The 44t X-Cog looked enormous in hand, but when you put it up to the stock cog it didn’t look quite as ridiculous.
Stock 42t 80 grams.
The 44t only adds 12 grams.
To install the new cog just line up the arrow printed on the cog with the one pin on the cassette wider than the rest. This lines up the shifting ramps and is the only way it will press on properly. Put the cassette on the ground (on a piece of wood or other flooring that won’t mark it up). Make sure the surface is flat and large enough so you can press it in place without bending anything. Use a screwdriver and a small hammer and tap the 36t into the 44t directly over the 18 pins. Do three complete laps of the cog tapping each joint in order to work it into place. Do not hammer it so hard that you are popping the pins in place on one lap. Check each joint to make sure it is pressed in place with no gap. If you see any gaps, just gently tap into place at the joints.

Setup:

I had to add some chain links to support the wider gear range. One Up recommends wrapping the chain around the largest chainring and the largest cog (bypass the rear derailleur), and add four links. I found this to be a great starting point and had to adjust minus one link in the end. You have to really nail the chain length given the massive 10-44t range, so pay attention to your suspension design and consider deflating your rear shock to check for chain growth.

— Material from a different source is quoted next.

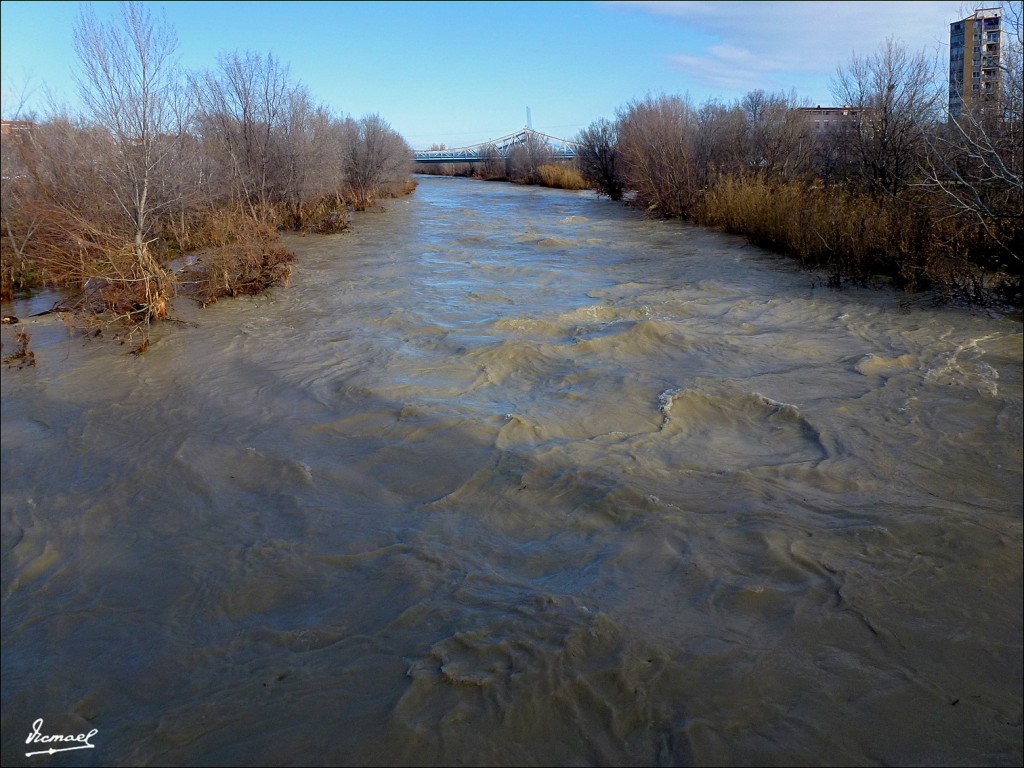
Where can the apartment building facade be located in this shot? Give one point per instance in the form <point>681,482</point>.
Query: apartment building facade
<point>975,59</point>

You will have to adjust your B-tension screw on your rear derailleur to swing it backwards. Give it enough clearance so it doesn’t bind as you shift up. Also have to adjust the lower limit screw as the X-Cog is slightly offset from the stock cog.

Review:

The first climb was pretty legit at 11 kilometres (7 miles) in length, 101 switchbacks, and 600 meters (2,000 feet) of vertical. I was tentative about using the monster bailout gear as the shifting didn’t feel as good as stock during my brief parking lot test. In fact, I thought it would be fun to see how long I could avoid using it on the climb. However, half way though I found myself shifting into it without intention. I only realized that I was in the X-Cog when I went to shift down a gear. It took an extra pedal stroke to get back into the 36t, which was noticeable. I started using it on more sections and found that the upshift was almost as good as the stock cog. Adjusted properly, I would say the average rider wouldn’t notice the difference in upshift quality. The most noticeable difference is the extra cadence.

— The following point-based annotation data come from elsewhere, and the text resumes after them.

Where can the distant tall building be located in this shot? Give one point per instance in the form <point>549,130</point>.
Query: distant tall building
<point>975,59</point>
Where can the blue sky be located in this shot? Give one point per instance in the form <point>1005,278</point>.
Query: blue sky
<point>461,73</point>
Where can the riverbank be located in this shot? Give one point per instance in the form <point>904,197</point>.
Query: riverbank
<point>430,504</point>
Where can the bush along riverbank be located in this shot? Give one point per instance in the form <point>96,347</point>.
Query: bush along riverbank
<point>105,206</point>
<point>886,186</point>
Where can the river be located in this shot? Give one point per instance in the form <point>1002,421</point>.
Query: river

I played around with the barrel adjuster to try and improve the down shifting, but I could not seem to get rid of the lag without messing up the rest of the range. I settled on enough tension so that it would Juuust shift into the 44t without having to give the peddle some extra gas to make the downshift reasonable. I resided to the fact that in race situations, it would be more efficient to drop two gears down from the 44t instead of one. After practicing this a few times, it became second nature.

I felt that due to the large range I would have issues with dropping the chain when charging rougher DH sections. I put my stock Specialized lower guide back on and did not suffer any chain drops thus far. I still feel this could be an issue for some people long term, so you might want to give some thought to an upper or lower guide to help out. Again, no issues so far, but it is something to consider, especially if you race enduro.

I think the X-Cog can benefit riders from XC to enduro. It only adds 12 grams of weight, which shouldn’t bother the gram counters out there, and it gives you a huge range. I’m sure you can’t write a review or be seen riding one of these cog’s without someone telling you to grow some legs. But I’d like to see those riders clean some of the massive 1-2 hour climbs we have here in BC with some legitimately steep off-road terrain. If you are a fit rider, the extra range will allow you to consider running a larger chainring up front so that you can take advantage on fast descent or road sections. Although I wouldn’t go out and buy a new X01 or XX1 cassette and take off the stock cog, I would easily recommend buying this to replace a worn out 42t.